Monday, December 1, 2008

Scream...


Nearly a year and a half have passed since we met, but I can still remember the terrified tenor of his screams. I looked him the eyes and caught a glimpse of a once vibrant spirit, now teetering on the edge of extinguishment. He returned my gaze with the precursor of a nascent smile for a short moment before recognizing the familiar sights and smells of his surroundings. A look of horror obliterated the smile, and in a brief nanosecond his expression changed from one of mischievousness to sheer terror at what he was about to experience. His slight three-year-old body writhed violently against the iron grip of the nurse as she attempted to calm him. "Tranquilo, Yason, tranquilo. Shhhhh. Tranquilo."

At this point in my trip to Guatemala, I had been working mornings in the operating room for about two weeks. A small stroke of luck brought me to this moment. I had traveled to Guatemala intending to learn Spanish at a Guatemalan school, with the hope that I would have the opportunity to spend some time observing and possibly helping local doctors at one of the many clinics sponsored by international aid organizations. My first few days of volunteering were spent in one of these clinics, where I encountered a total of three patients in twelve hours. After making a connection with one of the local doctors, I asked for a transfer to a hospital, and found myself on the bus to a small city in the highlands the next morning at 6:00 AM. Upon arrival, the physician in charge asked where I would prefer to work. He was pleased when I chose surgery and sent me down the hallway to the surgical wing of the hospital, which consisted of two small operating suites that had clearly--even to my untrained eye--been built sometime in the late 70s. Seafoam green tile covered the walls, and the operating lights lacked the occasional bulb or two. I changed into a pair of borrowed scrubs, conversed with an anesthesiologist for a few minutes in broken Spanish, and was then asked if I knew how to scrub. My first operation was a cholecystectomy on a thirty-five year old woman--a standard operation in the land of little access to birth control and 5+ parturitions--and I never looked back. I learned how to snip suture, hold retractors, and operate the bovie as I went along, finding the work simultaneously fascinating and immensely enjoyable.

Yason was different. He was three, and, as far as I could tell, had once been the archetypal healthy young Guatemalan. I had scrubbed on a few pediatric cases in the preceding two weeks--hernias and such--but this one was bore no resemblance to the others. Severe burns covered roughly fifty percent of his body. According to the doctors, he had pulled a pot of boiling water onto himself, and had been in the hospital for the past two weeks. New skin was slowly displacing the dead tissue, but pus and scabs were forming over the burns, necessitating disinfection and debridement. This was his fourth trip for debridement since the injury, hence the writhing and screaming. I stood at the scrub sink and attempted to fortify my emotions for what I knew would be a tough case.

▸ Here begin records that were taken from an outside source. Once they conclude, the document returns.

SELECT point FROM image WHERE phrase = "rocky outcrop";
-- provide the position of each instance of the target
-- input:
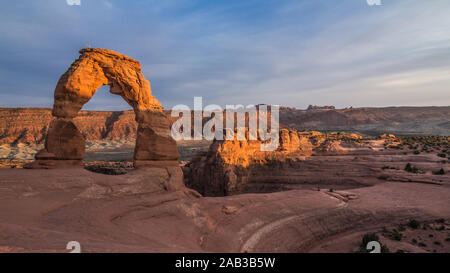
(306, 159)
(94, 68)
(29, 125)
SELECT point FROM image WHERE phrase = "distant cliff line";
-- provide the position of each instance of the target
(29, 125)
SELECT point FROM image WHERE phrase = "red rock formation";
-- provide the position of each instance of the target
(231, 167)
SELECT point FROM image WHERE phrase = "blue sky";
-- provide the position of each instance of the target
(292, 53)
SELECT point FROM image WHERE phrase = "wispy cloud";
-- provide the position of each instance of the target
(291, 53)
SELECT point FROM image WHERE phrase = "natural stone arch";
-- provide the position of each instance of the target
(94, 68)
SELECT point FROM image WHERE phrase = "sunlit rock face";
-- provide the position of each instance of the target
(232, 167)
(93, 69)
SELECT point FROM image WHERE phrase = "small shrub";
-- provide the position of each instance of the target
(411, 169)
(368, 237)
(440, 172)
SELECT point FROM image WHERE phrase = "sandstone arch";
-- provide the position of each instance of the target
(94, 68)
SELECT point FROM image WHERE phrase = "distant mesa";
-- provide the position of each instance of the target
(316, 107)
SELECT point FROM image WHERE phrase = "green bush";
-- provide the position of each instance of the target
(411, 169)
(440, 172)
(369, 237)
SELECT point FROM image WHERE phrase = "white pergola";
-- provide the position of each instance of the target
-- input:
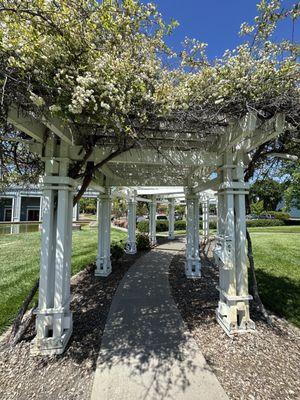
(169, 158)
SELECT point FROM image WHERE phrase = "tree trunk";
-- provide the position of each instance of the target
(18, 320)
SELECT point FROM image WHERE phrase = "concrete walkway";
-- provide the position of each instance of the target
(146, 351)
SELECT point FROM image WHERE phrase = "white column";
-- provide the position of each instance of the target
(152, 221)
(205, 219)
(171, 219)
(41, 209)
(98, 210)
(76, 213)
(17, 208)
(103, 262)
(192, 267)
(54, 318)
(230, 252)
(131, 239)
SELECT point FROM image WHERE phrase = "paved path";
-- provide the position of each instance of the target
(147, 352)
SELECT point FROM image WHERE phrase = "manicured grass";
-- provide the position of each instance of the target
(277, 262)
(19, 265)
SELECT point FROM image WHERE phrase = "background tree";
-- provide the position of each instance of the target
(268, 191)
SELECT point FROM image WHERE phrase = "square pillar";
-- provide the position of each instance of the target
(103, 263)
(205, 219)
(230, 252)
(54, 318)
(192, 266)
(76, 213)
(130, 247)
(16, 208)
(41, 209)
(171, 218)
(152, 221)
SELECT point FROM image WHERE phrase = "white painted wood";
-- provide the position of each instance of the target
(54, 318)
(76, 213)
(131, 239)
(205, 219)
(152, 221)
(230, 252)
(16, 207)
(171, 218)
(103, 262)
(192, 266)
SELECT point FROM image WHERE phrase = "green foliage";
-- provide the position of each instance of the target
(19, 265)
(277, 214)
(141, 209)
(143, 226)
(88, 205)
(264, 222)
(213, 224)
(292, 192)
(277, 260)
(268, 191)
(119, 206)
(116, 250)
(161, 226)
(180, 225)
(142, 242)
(257, 207)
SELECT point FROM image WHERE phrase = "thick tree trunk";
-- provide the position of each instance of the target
(254, 287)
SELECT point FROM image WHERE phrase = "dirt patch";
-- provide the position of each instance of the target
(69, 376)
(264, 365)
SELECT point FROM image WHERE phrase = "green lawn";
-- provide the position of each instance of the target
(277, 261)
(19, 265)
(276, 251)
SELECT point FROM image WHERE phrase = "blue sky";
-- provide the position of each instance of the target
(216, 22)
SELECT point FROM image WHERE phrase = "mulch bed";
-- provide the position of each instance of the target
(68, 376)
(264, 365)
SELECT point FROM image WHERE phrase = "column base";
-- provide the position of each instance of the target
(103, 267)
(193, 268)
(153, 241)
(234, 318)
(130, 248)
(49, 345)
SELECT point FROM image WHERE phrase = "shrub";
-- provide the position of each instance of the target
(180, 225)
(143, 226)
(277, 214)
(264, 222)
(161, 226)
(142, 242)
(116, 250)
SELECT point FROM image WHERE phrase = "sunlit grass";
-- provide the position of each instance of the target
(19, 265)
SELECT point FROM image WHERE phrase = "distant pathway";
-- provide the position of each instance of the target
(147, 352)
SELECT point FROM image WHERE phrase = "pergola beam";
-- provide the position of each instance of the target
(27, 124)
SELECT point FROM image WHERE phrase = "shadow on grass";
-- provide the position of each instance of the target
(281, 295)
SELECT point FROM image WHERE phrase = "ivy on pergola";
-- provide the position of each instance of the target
(93, 74)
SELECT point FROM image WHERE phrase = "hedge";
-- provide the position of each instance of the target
(161, 226)
(264, 222)
(277, 214)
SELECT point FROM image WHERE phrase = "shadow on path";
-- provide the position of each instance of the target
(146, 350)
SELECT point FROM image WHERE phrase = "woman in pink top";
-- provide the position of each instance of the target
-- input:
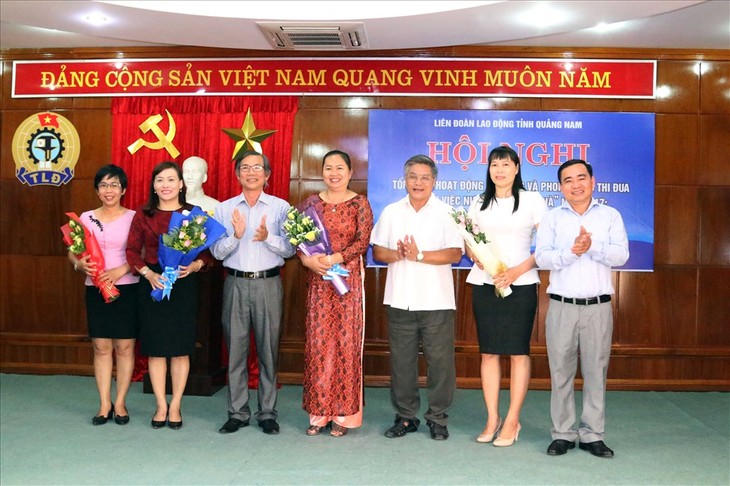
(113, 326)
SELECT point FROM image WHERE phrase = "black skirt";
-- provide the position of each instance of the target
(504, 326)
(115, 320)
(168, 328)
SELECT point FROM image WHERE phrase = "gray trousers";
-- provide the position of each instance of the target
(571, 330)
(252, 304)
(434, 330)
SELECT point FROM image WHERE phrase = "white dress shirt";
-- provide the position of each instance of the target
(510, 234)
(418, 286)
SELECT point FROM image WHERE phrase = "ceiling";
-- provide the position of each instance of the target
(380, 24)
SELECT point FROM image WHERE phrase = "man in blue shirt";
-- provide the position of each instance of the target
(579, 242)
(252, 251)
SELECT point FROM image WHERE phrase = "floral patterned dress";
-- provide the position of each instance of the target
(335, 325)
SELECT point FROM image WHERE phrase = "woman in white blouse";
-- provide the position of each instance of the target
(508, 215)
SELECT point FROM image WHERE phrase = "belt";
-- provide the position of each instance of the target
(589, 301)
(272, 272)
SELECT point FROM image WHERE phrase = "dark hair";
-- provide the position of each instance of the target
(490, 193)
(150, 206)
(421, 159)
(110, 170)
(267, 165)
(572, 162)
(342, 154)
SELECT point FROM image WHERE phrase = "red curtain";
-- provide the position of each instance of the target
(198, 130)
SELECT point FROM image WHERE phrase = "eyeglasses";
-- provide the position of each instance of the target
(251, 168)
(112, 185)
(416, 178)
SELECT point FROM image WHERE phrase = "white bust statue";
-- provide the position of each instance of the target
(195, 173)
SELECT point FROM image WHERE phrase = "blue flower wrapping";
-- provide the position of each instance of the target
(170, 259)
(337, 274)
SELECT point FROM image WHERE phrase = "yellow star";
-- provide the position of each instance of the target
(247, 137)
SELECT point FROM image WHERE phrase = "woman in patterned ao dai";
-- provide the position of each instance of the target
(335, 325)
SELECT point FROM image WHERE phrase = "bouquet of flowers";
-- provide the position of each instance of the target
(479, 245)
(188, 235)
(306, 231)
(81, 242)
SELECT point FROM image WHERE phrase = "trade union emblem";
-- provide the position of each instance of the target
(45, 148)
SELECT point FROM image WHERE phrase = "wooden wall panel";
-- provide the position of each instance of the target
(671, 167)
(30, 215)
(574, 104)
(657, 309)
(715, 85)
(676, 213)
(325, 130)
(715, 226)
(41, 295)
(713, 319)
(670, 328)
(714, 162)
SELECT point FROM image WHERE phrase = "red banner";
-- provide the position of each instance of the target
(568, 78)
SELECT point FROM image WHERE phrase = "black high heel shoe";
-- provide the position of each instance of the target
(174, 425)
(158, 424)
(121, 419)
(102, 419)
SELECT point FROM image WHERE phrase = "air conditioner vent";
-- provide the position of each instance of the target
(314, 36)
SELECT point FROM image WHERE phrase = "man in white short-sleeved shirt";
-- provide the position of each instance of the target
(415, 238)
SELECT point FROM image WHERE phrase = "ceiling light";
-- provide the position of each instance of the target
(96, 19)
(542, 16)
(297, 10)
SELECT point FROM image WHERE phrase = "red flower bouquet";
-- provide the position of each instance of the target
(81, 242)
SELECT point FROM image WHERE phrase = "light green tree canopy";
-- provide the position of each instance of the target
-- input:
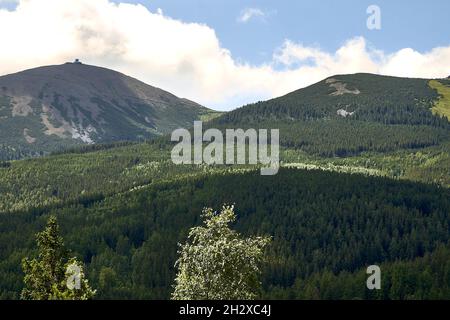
(52, 276)
(217, 263)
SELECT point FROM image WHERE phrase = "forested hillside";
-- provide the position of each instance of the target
(364, 179)
(319, 221)
(346, 115)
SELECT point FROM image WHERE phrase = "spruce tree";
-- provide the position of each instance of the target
(52, 276)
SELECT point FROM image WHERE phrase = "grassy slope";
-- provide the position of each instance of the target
(442, 106)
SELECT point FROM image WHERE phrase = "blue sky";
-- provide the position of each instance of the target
(224, 54)
(421, 25)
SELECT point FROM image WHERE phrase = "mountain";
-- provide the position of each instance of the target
(346, 115)
(123, 209)
(53, 107)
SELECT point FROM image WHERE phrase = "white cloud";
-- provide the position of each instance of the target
(250, 13)
(184, 58)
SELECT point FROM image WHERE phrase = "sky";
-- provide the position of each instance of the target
(224, 54)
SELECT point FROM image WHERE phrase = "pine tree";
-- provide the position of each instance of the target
(52, 276)
(218, 263)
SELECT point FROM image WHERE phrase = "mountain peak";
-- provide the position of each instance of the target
(49, 107)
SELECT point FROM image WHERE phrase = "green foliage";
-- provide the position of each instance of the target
(319, 221)
(218, 263)
(46, 278)
(442, 106)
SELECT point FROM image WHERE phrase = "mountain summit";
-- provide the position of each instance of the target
(49, 108)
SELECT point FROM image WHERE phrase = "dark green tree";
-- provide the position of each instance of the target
(52, 276)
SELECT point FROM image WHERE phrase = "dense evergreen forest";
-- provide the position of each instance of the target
(323, 225)
(365, 180)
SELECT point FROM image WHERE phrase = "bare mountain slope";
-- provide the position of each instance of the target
(52, 107)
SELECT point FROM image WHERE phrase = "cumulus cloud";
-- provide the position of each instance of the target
(249, 13)
(184, 58)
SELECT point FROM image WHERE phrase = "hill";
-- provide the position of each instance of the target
(54, 107)
(346, 115)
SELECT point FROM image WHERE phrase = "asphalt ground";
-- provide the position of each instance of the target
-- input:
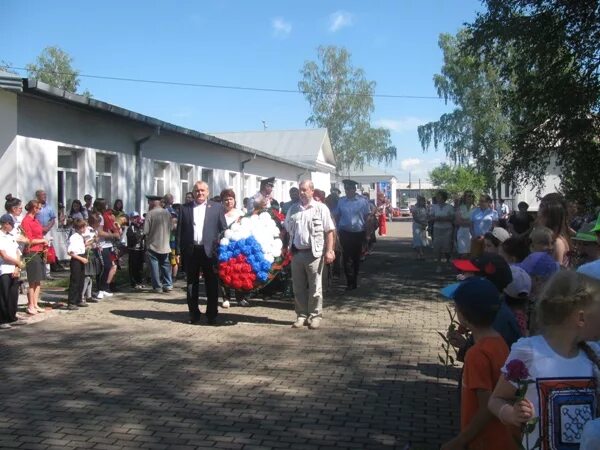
(129, 372)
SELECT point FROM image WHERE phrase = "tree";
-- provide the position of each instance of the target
(478, 129)
(549, 50)
(458, 179)
(53, 67)
(341, 99)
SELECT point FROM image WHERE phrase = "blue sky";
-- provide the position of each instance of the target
(245, 43)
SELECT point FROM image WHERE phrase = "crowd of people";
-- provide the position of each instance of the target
(176, 239)
(527, 304)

Fast forward a year and half. I am sitting in a lecture on child and elder abuse for a class on human behavior. A slide flashes across the screen depicting patterns of injury that indicate abuse, and the moment comes rushing back. Suddenly, I am standing in the OR, gloved and gowned, with the surgeon and a medical student. Weilding sterile brushes with plastic bristles, we scrub--back, buttocks, back of the thighs, parts of the foot, the palms of the hand. Yason whimpers despite the anesthetic, his face flinching now and then, screams and contortions numbed by unconsciousness. Rich carmine blood oozes from the burns, as if protesting our assault on the skin's healing processes. We finish after forty-five minutes of scrubbing, our white gloves stained bright red, bristles glistening. Yason whimpers more as the anesthesia begins to wear off and we apply bandages to the burns. A nurse wraps him in a blanket and spirits him off to recovery.

After Yason was gone, I stepped back from the OR table and removed my gloves and gown, finally permitted the chance to contemplate the event in which I had just participated. My eyes welled up with tears for the young boy, a few dripping onto my mask and darkening its baby blue fibers. I marveled at the seeming lack of fairness. It made me want to scream.

But now--with nearly a semester of medical school behind me--I think my reaction to the case would be changed. If I encounter something similar on the wards as a medical student, the case will hopefully have been referred long ago to child protective services. American burn care is also much more advanced than that available in Guatemala. But I would still want to scream. I hope I never lose that impulse.